First, you need to instrument the code. This means that the code will be modified to be compiled and saved alongside the line numbers and other sets of instructions to measure its coverage when each line is executed as a result of a call from a different piece of code.
Then you need to have that instrumented code available for the test package to interact with it. This could be done with some sort of packaging tool such as docker, building them directly together locally or building everything in the cloud. Whichever way you do this, it means you need to use quite a lot of space, since you need space for both pieces of code as well as all the instrumentation.
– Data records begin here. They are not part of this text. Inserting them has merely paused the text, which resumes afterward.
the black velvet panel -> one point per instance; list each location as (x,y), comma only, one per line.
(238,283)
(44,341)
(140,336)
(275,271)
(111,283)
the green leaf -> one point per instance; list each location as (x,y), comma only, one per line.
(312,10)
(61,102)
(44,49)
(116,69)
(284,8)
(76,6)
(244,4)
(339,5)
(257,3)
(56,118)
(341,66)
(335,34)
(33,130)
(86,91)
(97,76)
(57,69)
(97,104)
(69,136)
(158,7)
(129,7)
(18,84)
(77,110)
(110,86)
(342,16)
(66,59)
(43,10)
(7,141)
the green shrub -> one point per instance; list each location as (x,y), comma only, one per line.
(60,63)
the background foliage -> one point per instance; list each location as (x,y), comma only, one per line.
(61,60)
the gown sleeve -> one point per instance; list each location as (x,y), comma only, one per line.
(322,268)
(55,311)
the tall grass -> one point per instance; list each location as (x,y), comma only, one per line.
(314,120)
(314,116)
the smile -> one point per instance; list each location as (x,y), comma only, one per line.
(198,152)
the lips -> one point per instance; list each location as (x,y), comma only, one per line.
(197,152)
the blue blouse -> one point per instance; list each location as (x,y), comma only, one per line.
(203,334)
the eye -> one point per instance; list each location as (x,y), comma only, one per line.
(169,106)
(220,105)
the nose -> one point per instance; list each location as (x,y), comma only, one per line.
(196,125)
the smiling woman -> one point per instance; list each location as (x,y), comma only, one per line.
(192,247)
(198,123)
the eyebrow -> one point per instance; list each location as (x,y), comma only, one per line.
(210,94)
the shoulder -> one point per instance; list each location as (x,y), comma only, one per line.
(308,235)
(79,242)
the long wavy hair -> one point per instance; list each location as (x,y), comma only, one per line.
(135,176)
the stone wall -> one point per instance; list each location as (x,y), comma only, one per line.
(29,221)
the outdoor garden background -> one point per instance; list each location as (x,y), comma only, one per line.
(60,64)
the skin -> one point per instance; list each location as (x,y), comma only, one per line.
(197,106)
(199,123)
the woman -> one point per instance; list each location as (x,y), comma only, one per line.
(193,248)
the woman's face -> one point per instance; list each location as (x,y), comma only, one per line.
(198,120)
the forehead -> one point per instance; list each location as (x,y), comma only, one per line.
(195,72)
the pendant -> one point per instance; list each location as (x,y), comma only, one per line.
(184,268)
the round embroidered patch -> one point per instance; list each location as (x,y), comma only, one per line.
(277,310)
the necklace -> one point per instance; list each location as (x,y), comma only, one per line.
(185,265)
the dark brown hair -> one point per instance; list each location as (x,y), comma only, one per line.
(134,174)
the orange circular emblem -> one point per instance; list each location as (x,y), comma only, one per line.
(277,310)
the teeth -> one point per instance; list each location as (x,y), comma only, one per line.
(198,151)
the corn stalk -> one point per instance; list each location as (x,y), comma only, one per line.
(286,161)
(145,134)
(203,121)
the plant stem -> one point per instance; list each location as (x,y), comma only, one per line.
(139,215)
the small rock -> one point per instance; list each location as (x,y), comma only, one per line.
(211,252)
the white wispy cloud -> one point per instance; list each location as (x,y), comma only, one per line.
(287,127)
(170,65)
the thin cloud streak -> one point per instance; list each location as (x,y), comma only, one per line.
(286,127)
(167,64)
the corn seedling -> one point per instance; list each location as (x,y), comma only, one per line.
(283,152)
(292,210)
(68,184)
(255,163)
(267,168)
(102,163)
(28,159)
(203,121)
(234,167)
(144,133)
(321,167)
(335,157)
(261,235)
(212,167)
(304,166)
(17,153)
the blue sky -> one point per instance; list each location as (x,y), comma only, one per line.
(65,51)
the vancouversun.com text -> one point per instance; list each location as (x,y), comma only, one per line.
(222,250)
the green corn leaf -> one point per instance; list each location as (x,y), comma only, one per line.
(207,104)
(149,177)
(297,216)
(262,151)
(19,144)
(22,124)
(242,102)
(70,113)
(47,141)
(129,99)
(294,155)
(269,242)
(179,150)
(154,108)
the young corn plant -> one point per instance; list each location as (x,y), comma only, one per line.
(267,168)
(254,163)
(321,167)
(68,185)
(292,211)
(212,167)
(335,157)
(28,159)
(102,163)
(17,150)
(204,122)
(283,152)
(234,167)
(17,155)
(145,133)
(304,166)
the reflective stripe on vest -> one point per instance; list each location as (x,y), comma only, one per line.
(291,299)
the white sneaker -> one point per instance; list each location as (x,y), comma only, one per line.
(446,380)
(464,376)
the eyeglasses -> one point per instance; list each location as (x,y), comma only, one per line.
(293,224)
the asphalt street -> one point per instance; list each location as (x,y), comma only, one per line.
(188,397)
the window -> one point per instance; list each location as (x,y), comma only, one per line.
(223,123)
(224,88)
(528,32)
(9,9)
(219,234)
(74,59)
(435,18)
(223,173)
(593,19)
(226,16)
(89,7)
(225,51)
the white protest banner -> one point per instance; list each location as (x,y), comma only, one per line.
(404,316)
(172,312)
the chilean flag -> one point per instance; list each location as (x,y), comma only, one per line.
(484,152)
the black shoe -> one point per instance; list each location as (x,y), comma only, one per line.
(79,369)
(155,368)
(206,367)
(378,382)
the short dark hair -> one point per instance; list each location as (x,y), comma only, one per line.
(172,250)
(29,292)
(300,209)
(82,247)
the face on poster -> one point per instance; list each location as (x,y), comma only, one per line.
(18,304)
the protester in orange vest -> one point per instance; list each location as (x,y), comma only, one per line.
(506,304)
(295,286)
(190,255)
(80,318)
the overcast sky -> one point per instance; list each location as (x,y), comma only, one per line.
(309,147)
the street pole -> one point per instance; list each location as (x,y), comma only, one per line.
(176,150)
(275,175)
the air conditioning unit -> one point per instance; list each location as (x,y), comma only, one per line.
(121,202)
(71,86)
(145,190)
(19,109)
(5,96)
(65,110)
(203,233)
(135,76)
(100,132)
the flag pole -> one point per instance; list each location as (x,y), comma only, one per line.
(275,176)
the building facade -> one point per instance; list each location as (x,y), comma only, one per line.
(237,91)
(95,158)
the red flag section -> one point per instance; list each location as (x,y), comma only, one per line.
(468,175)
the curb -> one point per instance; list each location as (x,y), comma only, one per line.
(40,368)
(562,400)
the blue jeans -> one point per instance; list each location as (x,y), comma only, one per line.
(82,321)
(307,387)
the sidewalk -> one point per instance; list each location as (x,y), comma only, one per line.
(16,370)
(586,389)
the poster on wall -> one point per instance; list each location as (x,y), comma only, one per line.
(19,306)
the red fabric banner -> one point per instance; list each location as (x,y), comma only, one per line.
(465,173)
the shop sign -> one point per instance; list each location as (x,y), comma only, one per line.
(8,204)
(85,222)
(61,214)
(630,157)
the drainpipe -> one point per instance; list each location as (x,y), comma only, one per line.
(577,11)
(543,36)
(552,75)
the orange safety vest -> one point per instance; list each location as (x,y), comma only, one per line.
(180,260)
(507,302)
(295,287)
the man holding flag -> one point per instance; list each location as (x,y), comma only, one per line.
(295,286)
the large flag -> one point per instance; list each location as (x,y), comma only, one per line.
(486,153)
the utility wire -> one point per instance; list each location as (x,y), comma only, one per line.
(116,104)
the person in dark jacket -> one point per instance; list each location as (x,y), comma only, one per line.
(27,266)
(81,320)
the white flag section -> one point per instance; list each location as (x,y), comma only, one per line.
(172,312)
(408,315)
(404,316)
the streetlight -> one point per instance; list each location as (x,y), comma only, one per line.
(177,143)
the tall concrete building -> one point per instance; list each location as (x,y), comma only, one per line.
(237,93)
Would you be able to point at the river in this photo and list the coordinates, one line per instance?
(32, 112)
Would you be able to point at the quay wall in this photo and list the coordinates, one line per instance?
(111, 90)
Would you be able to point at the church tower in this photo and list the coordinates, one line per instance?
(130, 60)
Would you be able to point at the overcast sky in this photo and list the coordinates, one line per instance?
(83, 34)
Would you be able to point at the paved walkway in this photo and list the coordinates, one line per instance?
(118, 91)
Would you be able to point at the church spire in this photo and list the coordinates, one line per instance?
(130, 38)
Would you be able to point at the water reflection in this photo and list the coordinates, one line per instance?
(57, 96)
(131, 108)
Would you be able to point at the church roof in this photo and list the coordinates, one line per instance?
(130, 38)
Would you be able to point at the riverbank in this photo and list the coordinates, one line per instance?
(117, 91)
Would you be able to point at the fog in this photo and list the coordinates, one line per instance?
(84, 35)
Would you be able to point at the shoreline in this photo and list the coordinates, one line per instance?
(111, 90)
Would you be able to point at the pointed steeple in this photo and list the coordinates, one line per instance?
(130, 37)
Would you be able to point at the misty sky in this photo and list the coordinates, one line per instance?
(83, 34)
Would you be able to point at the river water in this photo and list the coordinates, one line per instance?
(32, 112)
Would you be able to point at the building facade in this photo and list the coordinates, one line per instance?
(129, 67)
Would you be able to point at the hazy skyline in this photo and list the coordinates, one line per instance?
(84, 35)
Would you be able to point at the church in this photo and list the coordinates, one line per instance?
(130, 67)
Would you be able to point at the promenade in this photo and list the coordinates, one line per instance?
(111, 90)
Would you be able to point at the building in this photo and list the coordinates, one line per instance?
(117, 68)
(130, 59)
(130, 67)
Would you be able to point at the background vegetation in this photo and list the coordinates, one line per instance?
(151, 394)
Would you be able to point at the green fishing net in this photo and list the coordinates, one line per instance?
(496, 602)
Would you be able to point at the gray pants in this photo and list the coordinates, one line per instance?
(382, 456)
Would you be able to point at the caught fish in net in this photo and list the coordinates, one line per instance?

Once you execute the tests, you should be able to see the results of the number of lines that were hit during the execution of the tests. However, what does that mean as a quality measure?
Is code coverage the ultimate quality measure?
We talk about code coverage when we deal with unit tests, because with unit tests we are checking the structure of the code. In that scenario, it makes sense to use this as a quality measuring tool. We know what the code looks like or will look like when we write the tests, we want to check the application on a structural level and validate it this way. Therefore, we validate that all lines or branches of the code are being executed when tests run, and if there are issues they should arise from that execution. We can also validate the quality of our tests, as if we have missed pieces of code from being executed, we are likely missing tests too.
When we deal with integration tests, what we want to check is the integration between the different components. While this is commonly done knowing the structure of the code (sort of unit tests that use integrations directly instead of mocking them), the best practice does not require this. Generally, it is more convenient to know the list of API calls or services that our system provides and needs and make sure those calls are all well tested.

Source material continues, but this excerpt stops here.